Italy's government has approved 45 billion euro (£39.3 billion) in cuts over the next two years to balance the budget by 2013 to meet demands of European Central Bank.
The Cabinet approved the measures on Friday evening despite fierce resistance from local government officials who denounced the emergency austerity measures as socially unjust.
Premier Silvio Berlusconi told a news conference that the the measures respond to requests from the ECB, which demanded a balanced budget a year earlier than anticipated as well as structural reforms to promote growth.
The cabinet approved 20 billion euro (£17.5 billion) in cuts for 2012 and 25 billion euro (£21.8 billion) for 2013.
Mr Berlusconi said: "It wasn't easy. We're personally pained to have taken these measures, but we are satisfied." He spoke to reporters after feverish talks with the opposition, regional governors and big city mayors.
The measures include an extraordinary "solidarity" tax for high-earners. Anyone with an income over 90,000 euro (£78,800) a year will be assessed an additional 5% tax in each of the next two years. The rate will be 10% for incomes over 150,000 euro (£131,300).

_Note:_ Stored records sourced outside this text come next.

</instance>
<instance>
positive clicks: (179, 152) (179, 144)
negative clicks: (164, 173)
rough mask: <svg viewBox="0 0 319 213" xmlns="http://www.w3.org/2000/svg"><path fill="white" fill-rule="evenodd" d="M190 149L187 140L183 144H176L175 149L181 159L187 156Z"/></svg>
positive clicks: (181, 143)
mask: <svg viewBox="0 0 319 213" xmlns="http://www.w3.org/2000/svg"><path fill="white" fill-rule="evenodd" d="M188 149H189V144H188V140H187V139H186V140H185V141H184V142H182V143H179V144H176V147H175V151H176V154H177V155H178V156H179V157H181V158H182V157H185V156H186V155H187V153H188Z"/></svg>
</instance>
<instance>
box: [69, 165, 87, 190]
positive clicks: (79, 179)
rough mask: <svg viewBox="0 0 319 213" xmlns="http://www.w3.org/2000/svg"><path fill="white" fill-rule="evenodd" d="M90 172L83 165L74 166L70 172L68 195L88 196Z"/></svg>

"Our hearts are bleeding. This government had bragged that it never put its hands in the pockets of Italians but the world situation changed," Mr Berlusconi said, while insisting the emergency measures were "fair".
The solidarity tax was reminiscent of another by former premier Giulio Amato, who in July 1992 siphoned money out of every Italian bank account at a rate of 6 lire per 1,000 lire as the old Italian currency faced collapse. Just months later, Italy abandoned the European currency system and allowed the lira's value to be dictated by market forces during a period of intense currency speculation.
Berlusconi's "solidarity" tax could encourage greater tax evasion, as those who don't draw a declared salary from an employer would be tempted to hide income through cash payments to avoid the levy.
The hasty news conference by regional, provincial and city authorities held after the meeting with Berlusconi and his finance minister did not bode well for broad acceptance for new sacrifices. The proposed cuts to services such as transport and welfare would have "a depressive ... effect", hurting most the underclass and inhibiting the productive north of contributing to national GDP, Roberto Formigoni, the governor of the northern Lombardy state, told reporters.